Taking off in the Martian atmosphere is a challenge, as its density does not exceed one percent of the density of the Earth’s atmosphere, knowing that the air force by the rotation of the helicopter’s propellers is what enables it to fly.

This means that the “Ingenuity” propellers must spin much faster than those on a regular helicopter do to be able to fly.

“There are fewer propellant particles” on Mars, Mimi Aung explained before the flyby.

Although gravity is lower than that on Earth, NASA’s technical teams had to develop a super-lightweight vehicle (1.8 kg) with propellers that rotate at a speed much higher than those of regular helicopters, to succeed in the mission.

The helicopter consists of four legs, a chassis and two propellers superimposed. It measures 1.2 meters long from one end of the blade to the other, and looks like a huge march.

– “Surprises” await

This Martian event is as important as the achievement represented by the first motorized flight on the planet in 1903. A small piece of cloth from the Wright brothers’ plane that took off on this mission more than a century ago in North Carolina, was placed on “Ingenuity” in greeting For the first ground flight.

To ensure that “no risk” was taken on this first flight, according to Tim Canham, special operations officer for this helicopter, the vehicle rose vertically to a height of three meters. Then it hovered in place before landing again.

The spacecraft received guidance from Earth hours earlier, but it flew independently by autonomously analyzing its position relative to the planet’s surface.

The next day, once its batteries are recharged, the helicopter will send a color image of the horizon that should have been taken by its other camera.

But the most prominent pictures will be those that will be taken by “Perseverance” of the helicopter sortie, from the observation point where it is stationed a few meters away.

Elsa Jensen, in charge of cameras in the “Perseverance” rover, said that the full video will be sent “in the following days,” explaining, “We will have surprises, and you will know about them at the same time with us.

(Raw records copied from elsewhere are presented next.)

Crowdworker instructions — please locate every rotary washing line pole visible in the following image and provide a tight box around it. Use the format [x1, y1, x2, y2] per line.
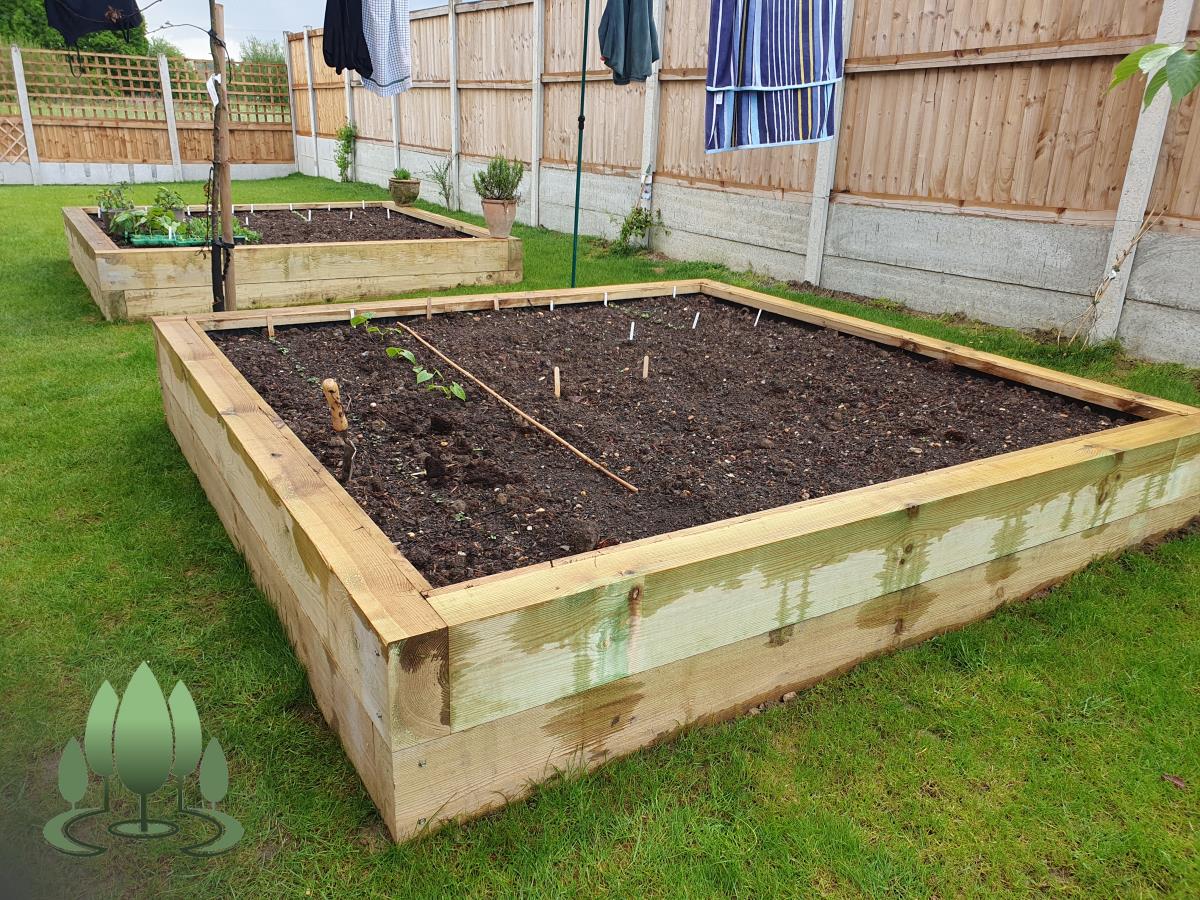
[569, 0, 592, 288]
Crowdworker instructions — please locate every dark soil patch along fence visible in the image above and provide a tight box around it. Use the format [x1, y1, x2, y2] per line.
[153, 279, 1200, 841]
[64, 201, 522, 320]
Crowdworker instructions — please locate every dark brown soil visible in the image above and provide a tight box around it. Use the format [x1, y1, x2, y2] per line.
[213, 294, 1131, 588]
[98, 206, 464, 248]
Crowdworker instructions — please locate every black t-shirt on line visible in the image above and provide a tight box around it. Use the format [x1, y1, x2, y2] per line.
[323, 0, 374, 79]
[43, 0, 144, 47]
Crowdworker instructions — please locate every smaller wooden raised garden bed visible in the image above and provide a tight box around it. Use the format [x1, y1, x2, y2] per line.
[64, 202, 522, 321]
[153, 280, 1200, 842]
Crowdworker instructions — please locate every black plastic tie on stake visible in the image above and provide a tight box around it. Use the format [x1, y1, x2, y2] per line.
[577, 115, 586, 130]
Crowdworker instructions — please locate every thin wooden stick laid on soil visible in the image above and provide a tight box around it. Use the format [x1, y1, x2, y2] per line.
[392, 322, 639, 493]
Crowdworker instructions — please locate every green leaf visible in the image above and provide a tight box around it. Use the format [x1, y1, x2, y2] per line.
[399, 349, 416, 364]
[83, 681, 118, 778]
[112, 663, 173, 797]
[385, 346, 405, 357]
[1110, 44, 1169, 90]
[366, 325, 381, 334]
[450, 382, 467, 401]
[1164, 48, 1200, 105]
[198, 738, 229, 805]
[349, 314, 370, 327]
[415, 369, 434, 384]
[1144, 66, 1170, 108]
[58, 738, 89, 806]
[168, 681, 203, 779]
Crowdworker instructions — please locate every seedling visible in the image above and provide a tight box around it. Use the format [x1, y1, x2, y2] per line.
[351, 313, 468, 401]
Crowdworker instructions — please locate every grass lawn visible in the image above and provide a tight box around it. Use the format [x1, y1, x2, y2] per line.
[1, 174, 1198, 898]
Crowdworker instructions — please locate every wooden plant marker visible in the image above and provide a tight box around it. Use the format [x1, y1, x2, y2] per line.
[642, 354, 650, 379]
[553, 366, 561, 398]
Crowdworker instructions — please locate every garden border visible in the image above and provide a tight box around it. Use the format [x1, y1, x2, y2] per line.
[152, 279, 1200, 841]
[64, 201, 522, 321]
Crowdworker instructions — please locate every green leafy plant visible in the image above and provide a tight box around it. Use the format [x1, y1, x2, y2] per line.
[426, 158, 454, 207]
[95, 184, 133, 214]
[1110, 42, 1200, 108]
[351, 313, 467, 401]
[472, 155, 524, 201]
[334, 120, 357, 182]
[611, 205, 668, 255]
[392, 167, 412, 180]
[153, 186, 185, 211]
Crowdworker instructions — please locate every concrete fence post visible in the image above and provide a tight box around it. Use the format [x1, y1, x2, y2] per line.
[302, 29, 321, 178]
[391, 93, 401, 171]
[1088, 0, 1195, 344]
[530, 0, 545, 226]
[158, 54, 183, 180]
[283, 31, 300, 174]
[448, 0, 462, 209]
[638, 0, 667, 245]
[10, 45, 41, 186]
[803, 0, 855, 286]
[343, 67, 356, 180]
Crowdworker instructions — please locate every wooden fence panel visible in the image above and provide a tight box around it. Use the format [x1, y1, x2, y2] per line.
[657, 81, 817, 192]
[1151, 91, 1200, 222]
[545, 0, 604, 76]
[398, 87, 452, 152]
[835, 57, 1141, 214]
[354, 87, 394, 143]
[8, 47, 292, 167]
[543, 81, 642, 171]
[462, 88, 531, 160]
[413, 14, 451, 82]
[458, 3, 532, 83]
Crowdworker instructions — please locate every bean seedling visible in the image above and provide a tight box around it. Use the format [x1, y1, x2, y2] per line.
[351, 313, 467, 401]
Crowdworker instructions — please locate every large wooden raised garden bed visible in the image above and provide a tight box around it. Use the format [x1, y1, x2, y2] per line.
[64, 202, 522, 321]
[152, 279, 1200, 842]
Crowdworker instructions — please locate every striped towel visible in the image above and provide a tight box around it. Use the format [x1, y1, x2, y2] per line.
[361, 0, 413, 96]
[705, 0, 844, 153]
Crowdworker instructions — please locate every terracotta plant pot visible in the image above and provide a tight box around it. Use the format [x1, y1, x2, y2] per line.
[480, 198, 518, 238]
[389, 178, 420, 206]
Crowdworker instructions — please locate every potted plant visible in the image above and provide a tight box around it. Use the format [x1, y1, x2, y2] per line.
[473, 156, 524, 238]
[389, 167, 420, 205]
[154, 187, 187, 222]
[95, 184, 133, 229]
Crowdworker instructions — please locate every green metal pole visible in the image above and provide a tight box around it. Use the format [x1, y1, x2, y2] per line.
[569, 0, 591, 287]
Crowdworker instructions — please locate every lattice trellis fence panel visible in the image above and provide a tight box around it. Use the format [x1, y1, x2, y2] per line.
[0, 118, 27, 162]
[20, 49, 165, 120]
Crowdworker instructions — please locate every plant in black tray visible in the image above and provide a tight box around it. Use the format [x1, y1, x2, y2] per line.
[95, 184, 133, 228]
[153, 187, 187, 221]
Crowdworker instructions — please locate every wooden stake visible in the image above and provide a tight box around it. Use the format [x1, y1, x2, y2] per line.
[321, 378, 354, 482]
[393, 322, 639, 493]
[642, 354, 649, 379]
[425, 296, 432, 320]
[266, 317, 275, 339]
[209, 0, 236, 310]
[553, 366, 561, 398]
[321, 379, 349, 432]
[493, 297, 500, 311]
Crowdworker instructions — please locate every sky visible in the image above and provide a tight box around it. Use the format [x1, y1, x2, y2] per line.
[143, 0, 446, 60]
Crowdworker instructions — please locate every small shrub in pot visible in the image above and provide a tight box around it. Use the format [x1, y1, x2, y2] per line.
[472, 156, 524, 238]
[389, 167, 420, 206]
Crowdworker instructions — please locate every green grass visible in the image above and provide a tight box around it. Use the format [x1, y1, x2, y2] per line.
[0, 174, 1198, 898]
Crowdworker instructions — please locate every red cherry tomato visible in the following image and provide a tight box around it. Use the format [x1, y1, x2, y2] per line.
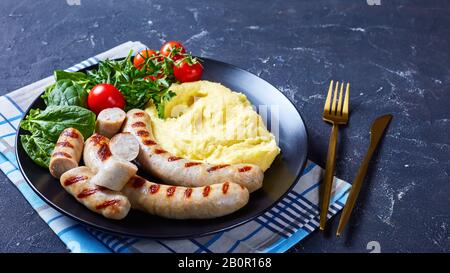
[144, 72, 164, 81]
[173, 60, 203, 82]
[88, 84, 125, 115]
[160, 41, 186, 61]
[144, 75, 157, 81]
[133, 49, 158, 69]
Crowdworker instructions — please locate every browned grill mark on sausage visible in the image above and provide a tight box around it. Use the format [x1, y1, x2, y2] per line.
[154, 148, 167, 154]
[64, 175, 88, 186]
[96, 199, 120, 210]
[98, 143, 112, 161]
[185, 162, 202, 168]
[134, 112, 145, 117]
[168, 156, 182, 162]
[52, 151, 72, 159]
[240, 184, 246, 190]
[137, 130, 150, 137]
[131, 121, 146, 128]
[166, 186, 177, 197]
[184, 188, 193, 198]
[143, 139, 157, 146]
[130, 177, 146, 188]
[203, 186, 211, 197]
[56, 141, 74, 148]
[149, 184, 160, 194]
[77, 188, 98, 198]
[238, 166, 252, 172]
[207, 164, 230, 172]
[222, 182, 230, 194]
[63, 129, 79, 139]
[90, 133, 107, 145]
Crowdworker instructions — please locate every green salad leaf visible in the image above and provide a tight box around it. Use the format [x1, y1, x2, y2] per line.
[41, 84, 55, 104]
[54, 70, 88, 82]
[21, 105, 96, 142]
[42, 70, 92, 106]
[54, 70, 93, 90]
[152, 89, 177, 118]
[86, 51, 176, 115]
[20, 105, 96, 168]
[20, 134, 55, 168]
[44, 80, 88, 107]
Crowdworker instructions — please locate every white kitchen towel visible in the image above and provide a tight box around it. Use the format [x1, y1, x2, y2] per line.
[0, 41, 350, 253]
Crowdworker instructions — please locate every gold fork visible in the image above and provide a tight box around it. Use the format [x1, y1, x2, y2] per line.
[319, 80, 350, 230]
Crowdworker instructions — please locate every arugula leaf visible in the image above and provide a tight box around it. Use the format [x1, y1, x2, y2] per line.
[45, 80, 88, 107]
[20, 134, 55, 168]
[86, 50, 177, 116]
[20, 105, 96, 142]
[152, 89, 176, 118]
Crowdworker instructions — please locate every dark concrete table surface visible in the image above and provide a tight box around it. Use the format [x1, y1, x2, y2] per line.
[1, 0, 449, 253]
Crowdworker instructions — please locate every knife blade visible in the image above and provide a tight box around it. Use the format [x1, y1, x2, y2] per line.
[336, 114, 393, 236]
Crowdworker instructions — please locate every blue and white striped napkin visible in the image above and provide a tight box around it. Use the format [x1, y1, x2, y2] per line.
[0, 41, 350, 253]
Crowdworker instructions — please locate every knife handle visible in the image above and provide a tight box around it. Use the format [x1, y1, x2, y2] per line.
[336, 147, 375, 236]
[320, 123, 339, 230]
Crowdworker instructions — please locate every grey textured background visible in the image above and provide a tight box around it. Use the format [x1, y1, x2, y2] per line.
[0, 0, 449, 253]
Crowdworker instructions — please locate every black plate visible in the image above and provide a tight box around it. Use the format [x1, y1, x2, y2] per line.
[16, 58, 308, 239]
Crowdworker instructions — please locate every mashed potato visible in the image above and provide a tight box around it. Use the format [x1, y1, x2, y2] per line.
[145, 80, 280, 171]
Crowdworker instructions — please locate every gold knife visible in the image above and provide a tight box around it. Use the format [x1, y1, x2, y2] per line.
[336, 114, 393, 236]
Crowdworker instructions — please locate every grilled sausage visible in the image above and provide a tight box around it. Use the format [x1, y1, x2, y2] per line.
[122, 109, 264, 192]
[49, 128, 84, 178]
[110, 133, 140, 161]
[90, 158, 138, 191]
[95, 107, 126, 138]
[60, 166, 131, 220]
[83, 133, 113, 172]
[83, 133, 138, 191]
[122, 176, 249, 219]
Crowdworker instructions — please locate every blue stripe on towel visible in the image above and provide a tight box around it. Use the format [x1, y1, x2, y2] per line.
[157, 240, 176, 253]
[0, 115, 22, 125]
[0, 113, 18, 131]
[116, 239, 139, 253]
[47, 214, 65, 225]
[57, 225, 81, 237]
[190, 239, 213, 253]
[5, 95, 24, 113]
[195, 232, 224, 253]
[226, 225, 265, 253]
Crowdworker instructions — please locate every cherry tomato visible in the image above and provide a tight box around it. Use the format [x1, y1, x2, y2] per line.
[144, 75, 157, 81]
[144, 72, 164, 81]
[173, 60, 203, 82]
[88, 84, 125, 115]
[160, 41, 186, 61]
[133, 49, 158, 69]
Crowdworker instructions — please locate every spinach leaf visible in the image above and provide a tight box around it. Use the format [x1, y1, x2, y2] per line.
[20, 134, 55, 168]
[20, 105, 95, 169]
[42, 84, 55, 104]
[54, 70, 88, 82]
[20, 105, 96, 142]
[20, 108, 41, 132]
[45, 80, 88, 107]
[42, 70, 92, 106]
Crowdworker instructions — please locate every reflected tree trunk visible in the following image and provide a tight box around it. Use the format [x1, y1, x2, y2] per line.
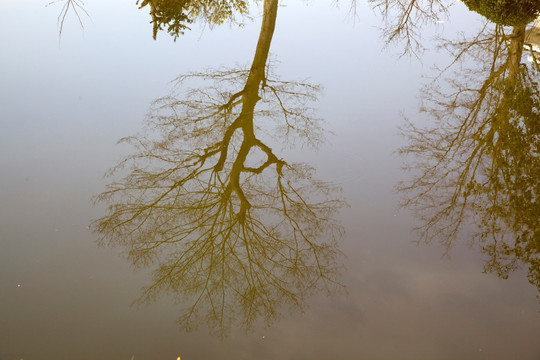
[496, 25, 526, 126]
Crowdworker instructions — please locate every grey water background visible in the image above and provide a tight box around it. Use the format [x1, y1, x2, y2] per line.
[1, 0, 539, 359]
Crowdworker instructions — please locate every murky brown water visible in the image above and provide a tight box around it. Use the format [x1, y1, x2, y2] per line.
[1, 0, 539, 359]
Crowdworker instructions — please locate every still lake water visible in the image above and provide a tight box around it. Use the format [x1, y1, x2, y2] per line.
[1, 0, 539, 359]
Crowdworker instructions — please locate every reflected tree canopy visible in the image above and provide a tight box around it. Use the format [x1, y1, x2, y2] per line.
[92, 0, 346, 335]
[462, 0, 540, 27]
[137, 0, 250, 40]
[398, 16, 540, 291]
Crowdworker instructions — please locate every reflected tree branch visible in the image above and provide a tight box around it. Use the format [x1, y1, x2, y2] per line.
[369, 0, 453, 55]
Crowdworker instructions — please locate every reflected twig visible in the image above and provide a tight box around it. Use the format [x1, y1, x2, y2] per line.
[47, 0, 89, 36]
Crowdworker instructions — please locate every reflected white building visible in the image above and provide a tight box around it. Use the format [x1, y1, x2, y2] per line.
[525, 17, 540, 63]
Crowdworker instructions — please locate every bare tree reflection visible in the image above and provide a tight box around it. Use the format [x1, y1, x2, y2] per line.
[398, 20, 540, 291]
[369, 0, 453, 55]
[92, 0, 346, 335]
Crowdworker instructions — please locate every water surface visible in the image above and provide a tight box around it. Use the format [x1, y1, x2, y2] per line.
[1, 1, 539, 359]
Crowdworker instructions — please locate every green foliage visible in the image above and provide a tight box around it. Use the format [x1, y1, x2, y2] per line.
[137, 0, 250, 40]
[487, 66, 540, 291]
[462, 0, 540, 26]
[137, 0, 191, 39]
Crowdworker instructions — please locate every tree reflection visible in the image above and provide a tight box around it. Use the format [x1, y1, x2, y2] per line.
[398, 18, 540, 291]
[92, 0, 346, 335]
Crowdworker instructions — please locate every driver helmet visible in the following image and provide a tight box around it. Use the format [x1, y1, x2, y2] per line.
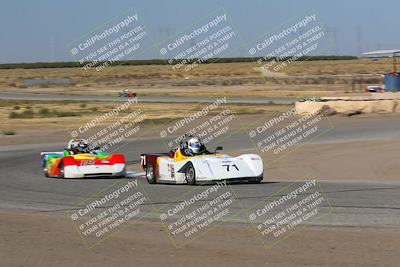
[187, 137, 201, 155]
[68, 139, 89, 154]
[76, 139, 89, 153]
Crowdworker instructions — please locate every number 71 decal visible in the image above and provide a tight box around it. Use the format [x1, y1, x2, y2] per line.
[222, 164, 239, 171]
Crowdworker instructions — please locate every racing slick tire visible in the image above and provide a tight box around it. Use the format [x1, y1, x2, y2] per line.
[185, 164, 196, 185]
[114, 166, 127, 178]
[146, 164, 156, 184]
[59, 162, 65, 179]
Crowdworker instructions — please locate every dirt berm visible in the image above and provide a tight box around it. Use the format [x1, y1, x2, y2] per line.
[296, 96, 400, 115]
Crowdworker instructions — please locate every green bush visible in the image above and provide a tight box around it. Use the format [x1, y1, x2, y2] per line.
[2, 130, 15, 135]
[8, 112, 18, 119]
[80, 103, 87, 108]
[54, 111, 79, 117]
[38, 108, 50, 116]
[8, 110, 34, 119]
[21, 110, 34, 118]
[13, 105, 20, 110]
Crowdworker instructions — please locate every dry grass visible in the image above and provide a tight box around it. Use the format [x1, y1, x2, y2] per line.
[0, 100, 291, 140]
[0, 58, 394, 98]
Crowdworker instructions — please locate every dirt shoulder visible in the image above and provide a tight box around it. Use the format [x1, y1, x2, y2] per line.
[266, 138, 400, 182]
[0, 211, 398, 267]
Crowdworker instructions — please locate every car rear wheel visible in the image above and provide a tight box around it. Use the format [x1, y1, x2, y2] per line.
[146, 164, 156, 184]
[185, 164, 196, 185]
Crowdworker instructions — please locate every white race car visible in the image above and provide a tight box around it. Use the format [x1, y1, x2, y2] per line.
[140, 146, 263, 185]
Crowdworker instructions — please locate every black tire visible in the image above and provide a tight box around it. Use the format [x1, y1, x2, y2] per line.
[43, 169, 49, 177]
[115, 167, 127, 178]
[185, 164, 196, 185]
[59, 162, 65, 179]
[146, 164, 156, 184]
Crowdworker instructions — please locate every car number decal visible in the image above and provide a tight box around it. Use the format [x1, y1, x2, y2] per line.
[81, 160, 95, 166]
[222, 164, 239, 171]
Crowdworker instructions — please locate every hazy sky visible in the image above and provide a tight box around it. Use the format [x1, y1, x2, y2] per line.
[1, 0, 399, 63]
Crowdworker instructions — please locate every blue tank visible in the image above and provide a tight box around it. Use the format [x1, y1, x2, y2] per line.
[384, 73, 400, 92]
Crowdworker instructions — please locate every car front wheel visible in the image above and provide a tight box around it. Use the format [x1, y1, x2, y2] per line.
[185, 164, 196, 185]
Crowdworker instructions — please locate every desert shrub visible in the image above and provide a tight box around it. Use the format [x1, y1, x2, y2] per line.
[2, 130, 15, 135]
[8, 110, 34, 119]
[54, 111, 80, 117]
[38, 108, 50, 116]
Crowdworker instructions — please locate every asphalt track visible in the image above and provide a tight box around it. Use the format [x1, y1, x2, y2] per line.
[1, 116, 400, 230]
[0, 92, 298, 104]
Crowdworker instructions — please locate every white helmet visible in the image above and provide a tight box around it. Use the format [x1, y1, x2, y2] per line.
[67, 139, 89, 154]
[187, 137, 201, 154]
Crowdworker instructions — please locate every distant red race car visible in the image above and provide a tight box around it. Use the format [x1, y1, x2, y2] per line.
[119, 90, 137, 98]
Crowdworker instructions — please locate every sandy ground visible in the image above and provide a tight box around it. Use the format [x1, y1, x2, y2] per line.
[267, 139, 400, 181]
[0, 211, 399, 267]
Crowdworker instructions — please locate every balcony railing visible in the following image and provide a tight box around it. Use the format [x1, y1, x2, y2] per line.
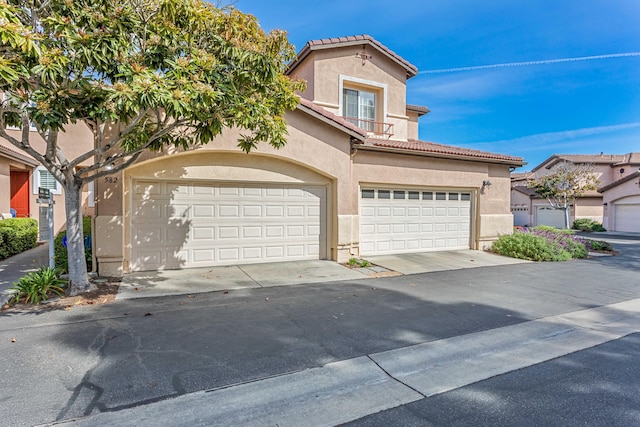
[343, 116, 394, 138]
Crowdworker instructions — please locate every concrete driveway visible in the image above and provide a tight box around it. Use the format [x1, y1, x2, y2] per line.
[117, 250, 529, 299]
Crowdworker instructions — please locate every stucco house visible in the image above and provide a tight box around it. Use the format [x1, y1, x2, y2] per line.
[2, 35, 526, 276]
[89, 35, 523, 276]
[0, 117, 94, 230]
[511, 153, 640, 231]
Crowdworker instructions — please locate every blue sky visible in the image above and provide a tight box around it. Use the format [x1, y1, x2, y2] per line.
[234, 0, 640, 170]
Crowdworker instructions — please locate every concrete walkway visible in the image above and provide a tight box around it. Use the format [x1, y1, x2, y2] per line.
[0, 242, 49, 304]
[118, 250, 530, 300]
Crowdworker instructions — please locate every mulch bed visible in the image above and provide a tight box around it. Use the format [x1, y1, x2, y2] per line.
[2, 278, 121, 312]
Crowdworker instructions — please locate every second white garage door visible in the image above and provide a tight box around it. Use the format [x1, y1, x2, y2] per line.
[131, 180, 326, 271]
[360, 188, 472, 256]
[614, 204, 640, 232]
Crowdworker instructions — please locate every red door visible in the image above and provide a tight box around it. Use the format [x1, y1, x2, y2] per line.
[10, 170, 30, 217]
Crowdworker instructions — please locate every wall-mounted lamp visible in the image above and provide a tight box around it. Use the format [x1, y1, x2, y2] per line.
[482, 180, 492, 188]
[603, 202, 608, 206]
[105, 162, 115, 171]
[619, 168, 625, 174]
[355, 46, 372, 65]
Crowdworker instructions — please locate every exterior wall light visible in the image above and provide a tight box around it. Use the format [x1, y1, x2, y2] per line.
[482, 180, 492, 188]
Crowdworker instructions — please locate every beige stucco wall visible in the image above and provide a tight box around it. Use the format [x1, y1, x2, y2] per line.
[574, 197, 604, 224]
[0, 157, 12, 214]
[1, 125, 94, 234]
[94, 109, 358, 275]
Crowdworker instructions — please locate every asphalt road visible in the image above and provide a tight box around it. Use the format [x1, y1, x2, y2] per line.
[1, 234, 638, 426]
[345, 333, 640, 427]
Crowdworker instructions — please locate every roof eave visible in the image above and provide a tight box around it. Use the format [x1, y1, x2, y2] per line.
[295, 103, 367, 141]
[287, 37, 418, 79]
[356, 144, 526, 166]
[0, 145, 39, 167]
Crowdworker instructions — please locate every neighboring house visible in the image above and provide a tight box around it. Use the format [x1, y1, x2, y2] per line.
[598, 153, 640, 233]
[89, 35, 524, 276]
[511, 153, 640, 230]
[0, 123, 95, 232]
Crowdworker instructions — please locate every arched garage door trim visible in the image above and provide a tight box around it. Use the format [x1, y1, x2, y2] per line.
[124, 152, 333, 272]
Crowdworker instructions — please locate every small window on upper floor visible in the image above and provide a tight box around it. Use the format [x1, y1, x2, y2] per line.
[343, 88, 376, 132]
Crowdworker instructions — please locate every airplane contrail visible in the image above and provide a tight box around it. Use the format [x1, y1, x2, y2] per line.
[420, 52, 640, 74]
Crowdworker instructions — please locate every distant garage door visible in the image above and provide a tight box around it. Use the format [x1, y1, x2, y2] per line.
[614, 204, 640, 232]
[360, 188, 471, 256]
[131, 180, 326, 271]
[535, 206, 565, 229]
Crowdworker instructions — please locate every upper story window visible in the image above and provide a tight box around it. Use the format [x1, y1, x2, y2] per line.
[339, 75, 392, 137]
[343, 88, 376, 132]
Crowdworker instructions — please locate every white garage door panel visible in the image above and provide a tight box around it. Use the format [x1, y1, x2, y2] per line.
[536, 206, 565, 229]
[360, 189, 471, 256]
[131, 181, 326, 271]
[614, 204, 640, 232]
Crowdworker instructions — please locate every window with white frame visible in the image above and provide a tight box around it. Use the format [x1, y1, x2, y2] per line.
[343, 88, 376, 131]
[33, 166, 61, 195]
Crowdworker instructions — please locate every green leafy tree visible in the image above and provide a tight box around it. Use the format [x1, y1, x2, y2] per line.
[527, 161, 599, 229]
[0, 0, 304, 295]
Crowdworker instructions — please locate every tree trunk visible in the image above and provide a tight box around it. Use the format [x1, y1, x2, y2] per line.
[563, 207, 570, 229]
[63, 182, 94, 295]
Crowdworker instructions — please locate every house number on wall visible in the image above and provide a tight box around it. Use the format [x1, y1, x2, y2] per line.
[104, 177, 118, 184]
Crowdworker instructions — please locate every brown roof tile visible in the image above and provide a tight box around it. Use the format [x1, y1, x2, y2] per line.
[533, 153, 628, 171]
[296, 97, 367, 139]
[613, 152, 640, 166]
[0, 142, 38, 166]
[362, 138, 525, 165]
[406, 104, 430, 116]
[288, 34, 418, 78]
[598, 170, 640, 192]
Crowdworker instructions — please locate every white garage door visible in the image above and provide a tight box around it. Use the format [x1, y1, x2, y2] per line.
[535, 206, 565, 229]
[131, 180, 326, 271]
[614, 204, 640, 232]
[360, 189, 471, 256]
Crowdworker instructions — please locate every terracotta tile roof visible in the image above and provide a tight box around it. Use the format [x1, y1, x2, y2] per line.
[296, 97, 367, 139]
[533, 153, 628, 171]
[288, 35, 418, 78]
[406, 104, 430, 116]
[361, 138, 525, 165]
[598, 170, 640, 192]
[613, 152, 640, 166]
[0, 142, 38, 166]
[511, 172, 534, 180]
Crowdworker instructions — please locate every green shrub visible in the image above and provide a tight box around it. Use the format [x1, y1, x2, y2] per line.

So let’s all get popcorn” to follow up on the show.

– “the risk”

According to Mimi Ong, NASA prepared four scenarios: complete success, partial success, imperfect data, or failure.

After the helicopter succeeds in its mission, it may run out of its second sortie after four days at most. NASA intends to conduct up to five sorties spread over a month and are graded in difficulty.

“NASA” hopes to be able to raise the helicopter to a height of five meters, to try at this level to make it move sideways.

Mimi Aung indicated that the “life span of” the helicopter “will be renewed according to the way it descends” each time, that is, whether it succeeds in avoiding a collision.

“When we get to the fourth or fifth flight, the situation will be amusing,” she said. “We really want to push her vehicle to its limits” and “the risk.”

Whatever happens, the “Ingenuity” experiment will stop after a month or less, to allow the “Perseverance” rover to devote itself to its main mission of searching for ancient traces of life on Mars.